Quote of the day: Sometimes in life confusion tends to arise and only dialogue of dance seems to make sense. ~ Shah Asad Rizvi

I remember in February of 2010, Peter and I went on a cruise to the Caribbean with my parents. To be honest, Mattie had only been gone for five months, so I did not know if I was coming or going. After Mattie died, I went no where, and did not want to travel. But when my parents booked this cruise for all of us, we went. While aboard the ship, I was introduced to Zumba. My mom had already been doing Zumba in Los Angeles, but for me this was all new territory. I liked it so much on the ship that when I got back to Washington, DC I wanted to find a class. But in all reality I was very fragile, so it had to be the right class. It turned out that the room mom, Jenny, in Mattie's kindergarten class taught Zumba close to Mattie's school. Given that I knew the instructor and she understood what I just went through and survived, I felt more at ease trying something new. 

For several years, I went to Jenny's class. It wasn't just a class, but it also became one of my social circles. Which was important because when you lose an only child to cancer, you can't imagine how you quickly lose friends and people in your life. For various reasons, such as the sheer logistics of not being involved in kid activities anymore and therefore not coming in contact on a regular basis with friends, or even the fact that friends can't handle seeing you! You remind them of their greatest fear..... the death of a child! 

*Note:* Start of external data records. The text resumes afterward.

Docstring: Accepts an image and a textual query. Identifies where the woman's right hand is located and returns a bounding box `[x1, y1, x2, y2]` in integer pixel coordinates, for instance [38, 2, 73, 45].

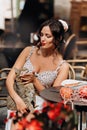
[15, 97, 27, 114]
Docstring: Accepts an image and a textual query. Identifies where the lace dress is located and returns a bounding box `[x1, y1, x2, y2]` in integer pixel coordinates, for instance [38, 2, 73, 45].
[5, 46, 66, 130]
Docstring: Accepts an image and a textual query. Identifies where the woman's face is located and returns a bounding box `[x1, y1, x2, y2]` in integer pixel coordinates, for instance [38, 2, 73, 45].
[40, 26, 54, 48]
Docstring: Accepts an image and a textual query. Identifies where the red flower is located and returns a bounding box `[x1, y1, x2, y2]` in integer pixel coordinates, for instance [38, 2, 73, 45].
[9, 112, 16, 118]
[26, 119, 43, 130]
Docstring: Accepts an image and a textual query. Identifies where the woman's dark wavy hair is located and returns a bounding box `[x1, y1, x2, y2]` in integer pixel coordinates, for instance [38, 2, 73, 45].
[35, 18, 65, 54]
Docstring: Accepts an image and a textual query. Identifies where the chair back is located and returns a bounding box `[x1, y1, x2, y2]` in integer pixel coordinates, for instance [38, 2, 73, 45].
[63, 34, 77, 60]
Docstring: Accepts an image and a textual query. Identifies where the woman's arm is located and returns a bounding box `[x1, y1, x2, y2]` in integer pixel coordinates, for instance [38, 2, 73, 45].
[6, 47, 31, 112]
[53, 62, 69, 87]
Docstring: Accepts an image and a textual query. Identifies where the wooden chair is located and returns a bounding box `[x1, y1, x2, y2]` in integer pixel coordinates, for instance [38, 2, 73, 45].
[67, 59, 87, 81]
[63, 34, 77, 60]
[0, 68, 11, 107]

In any case, Jenny's class served multiple needs..... exercise, getting out of the house, establishing a routine in my calendar, and meeting new people. For years, I enjoyed every aspect of Jenny's class, and if she was still teaching it, I would still be going. But about two years ago, she stopped teaching the class. I remember the last day of class, a few of us were very upset. We knew Jenny, and Jenny knew us. She knew aspects about our lives, what song and routine was favored by which student, and even ran several Zumba sessions at the Mattie Miracle walks in previous years. 

On occasion, myself and another classmate meet up with Jenny for lunch. At our last lunch together, I complained that I could not find a morning Zumba class anywhere. Most of them are offered in the evenings, and by 6pm, I am in no mood to start commuting through traffic to attend Zumba. A few weeks ago, Jenny sent me and my Zumba friend an email alerting us to a morning Zumba class. I was thrilled and also skeptical that I would like it. But today, my friend and I went to the class to try it out. Unfortunately there was a substitute teacher today! I say that is unfortunate, because we really liked the sub. So I have to find another day to go back and try the permanent teacher. Nonetheless, after not doing Zumba for two years, it was lovely to pick right back up. It is a wonderful workout and I need this cardio exercise to deal with fibromyalgia. Walking with Sunny is good, but it isn't enough. 

Sunny's morning routine was altered today, since he knows after I get dressed, we usually go for a walk. That did not happen and I could tell Sunny was perplexed! He is a boy all about routine. So changing things up is good for him and for me. Don't worry he walked five miles today with me despite the schedule change! 


Kristen DeBoy Caminiti said...

I have never tried Zumba but hear it's a lot of fun! I have never taken a dance class in my life. Had you danced before Zumba??

Margy Jost said...


There is only horrible that comes when a child is diagnosed with Cancer. Everything from that minute forward changes forever. Hope is one of those things in life that we hold tightly when all is going so wrong. Squashing your hope right at the start was so wrong & unfair. I recognize, we all want truth from our Drs. Truth is important for trust. We will never trust anyone who lied to us. But in September 2008, despite the severity of Mattie 's diagnosis, there were ways to tell you & Peter how I'll Mattie was without knocking down the wall of hope. Those particular Drs. failed that day. No two people are alike. Everyone reacts in their own way to treatment. I am sorry Mattie, you & Peter weren't given the facts along with the hope!
I always assumed. Zumba was very strenuous! I love to watch!